Но сенатор, очевидно, не слыхал этой выходки. Он был поглощён своей думой.
— Ну-с. Кажется, всё мы перетолковали, можно мне уйти?
Сенатор молчал, но княжна встала и движеньем своим привела его в себя.
— Мы кончили беседу? — спросила она.
— Да-с.
— Когда же наша свадьба? — уже усмехнулась Анюта, хотя досада и злость звучали в голосе.
— Свадьба? Да это... Это как князю угодно будет.
— Так вы... — изумилась княжна. — Так вы стоите на своём?
И она, стоя, наклонилась над стариком, как бы собираясь его растерзать.
— Изволите видеть. Я старше вас. Я, правда, уже не молодой. Я много испытал. Много перевидал в жизни. Знаете, что я вам скажу, княжна. Есть поговорка умная: стерпится — слюбится. Вот и вы так. Сначала вы меня будете ненавидеть, а там понемногу привыкните и полюбите.
— Это ваше последнее слово? — прошептала княжна.
— Д-да-с! — нерешительно произнёс Каменский.
— Ну-с... Моё последнее слово, — и вот вам крест, ещё тише проговорила княжна. Я даю клятву, что если я буду вашей женой, то я уйду от вас при первом случае.
— Это я уж слышал. Но ведь это часто так сказывается. Да мало ли, что на словах легко, а на деле — не под силу.
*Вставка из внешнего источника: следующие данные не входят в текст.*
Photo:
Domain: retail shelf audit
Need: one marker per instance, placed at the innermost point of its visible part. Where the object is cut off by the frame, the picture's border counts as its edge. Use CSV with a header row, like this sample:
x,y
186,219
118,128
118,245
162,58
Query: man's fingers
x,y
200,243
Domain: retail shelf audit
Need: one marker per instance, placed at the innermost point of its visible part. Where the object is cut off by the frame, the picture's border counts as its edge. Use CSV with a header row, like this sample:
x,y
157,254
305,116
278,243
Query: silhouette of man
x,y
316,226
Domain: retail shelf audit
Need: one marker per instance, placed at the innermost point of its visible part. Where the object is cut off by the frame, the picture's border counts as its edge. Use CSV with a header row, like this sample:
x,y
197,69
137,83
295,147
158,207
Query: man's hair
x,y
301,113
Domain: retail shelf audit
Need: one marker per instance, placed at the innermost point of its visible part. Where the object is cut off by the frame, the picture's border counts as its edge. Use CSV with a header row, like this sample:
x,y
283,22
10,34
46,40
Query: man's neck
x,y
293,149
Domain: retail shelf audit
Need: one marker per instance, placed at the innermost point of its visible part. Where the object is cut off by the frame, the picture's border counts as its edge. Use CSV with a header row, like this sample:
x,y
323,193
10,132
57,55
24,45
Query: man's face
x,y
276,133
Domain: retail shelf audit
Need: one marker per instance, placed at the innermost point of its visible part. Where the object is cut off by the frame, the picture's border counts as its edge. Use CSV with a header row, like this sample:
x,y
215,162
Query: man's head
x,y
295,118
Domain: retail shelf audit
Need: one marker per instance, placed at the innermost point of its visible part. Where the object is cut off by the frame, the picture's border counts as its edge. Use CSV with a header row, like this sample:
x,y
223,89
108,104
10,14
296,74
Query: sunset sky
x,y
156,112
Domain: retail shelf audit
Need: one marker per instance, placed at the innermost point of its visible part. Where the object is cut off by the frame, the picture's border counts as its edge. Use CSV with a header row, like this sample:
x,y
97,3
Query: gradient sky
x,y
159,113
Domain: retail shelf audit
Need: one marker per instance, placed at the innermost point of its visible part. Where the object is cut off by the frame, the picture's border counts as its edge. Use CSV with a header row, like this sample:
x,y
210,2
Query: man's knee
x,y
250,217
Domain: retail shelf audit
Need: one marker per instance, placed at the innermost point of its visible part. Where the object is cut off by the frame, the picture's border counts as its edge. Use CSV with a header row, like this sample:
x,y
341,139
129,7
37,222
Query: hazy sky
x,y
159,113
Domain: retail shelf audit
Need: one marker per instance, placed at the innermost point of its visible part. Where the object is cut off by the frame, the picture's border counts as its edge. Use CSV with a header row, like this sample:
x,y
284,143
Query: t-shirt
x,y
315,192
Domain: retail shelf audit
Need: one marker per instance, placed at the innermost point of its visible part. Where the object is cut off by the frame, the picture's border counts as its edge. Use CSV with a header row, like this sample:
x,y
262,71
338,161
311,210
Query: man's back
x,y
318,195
— Ну, с таким безумным стариком, как вы, тратить слов не стоит! — воскликнула Анюта.
— Позвольте. Я никому не позволю себе такие речи держать, — воскликнул Каменский вставая. — Вы — невоспитанная девица.
— Я — княжна Лубянская. Самая богатая невеста во всей Москве. Я отказывала не таким, как вы. Мой родитель теперь... хворает. Инако я не могу пояснить себе его действий. Коли он очнётся, перестанет хворать, то сам не поверит, что хотел со мной сделать.
— Отца в умалишённые произвели! — воскликнул сенатор.
— Да-с. А вас в подьячего, пролезшего в сановники и желающего получить за мной большое приданое.
— Да как вы смеете, сударыня... Я... Я... — И сенатор, наступая на княжну, топнул ногой. — Я старинного малорусского рода. Мой дед при Мазепе первым был...
— Это тот, которому у нас в соборах ежегодно анафему провозглашают! Верю. Таким-то ваши дедушки и должны были служить. Но награждали их верно худо, эти анафемы Мазепы, коли у вас теперь за душой и алтына нет.
Княжна расхохоталась, повернулась спиной и вышла из кабинета.
Сенатор остался среди комнаты и долго стоял, как истукан, не двигаясь и даже бровью не шевельнув. Он был окончательно ошеломлён и потерял способность мышленья.
— Мазепа? Анафема? Зарежу! Мундир!.. — шевелилось у него в голове.
XXX
Борис побывал днём, как обещал княжне, но её не видел. Она сказалась больной после беседы с Каменским и легла в постель среди дня. Впрочем на этот раз Анюта только думала, что притворяется. Она сама не сознавала вполне, что она действительно больна. Душевные волненья за все дни и, наконец, подъём гнева в объясненье с сенатором — сломили и её крепкую натуру. Она лежала в лихорадочном жару, и вспоминая всё, что сказала сенатору, то не верила своей памяти и находила своё поведение с ним недостойным и неприличным для княжны Лубянской, то вдруг, тотчас же, сожалела, что не сказала больше, не пустила в старика жениха каким-нибудь предметом. И впрямь, должно быть, много было крымской крови в жилах Анюты.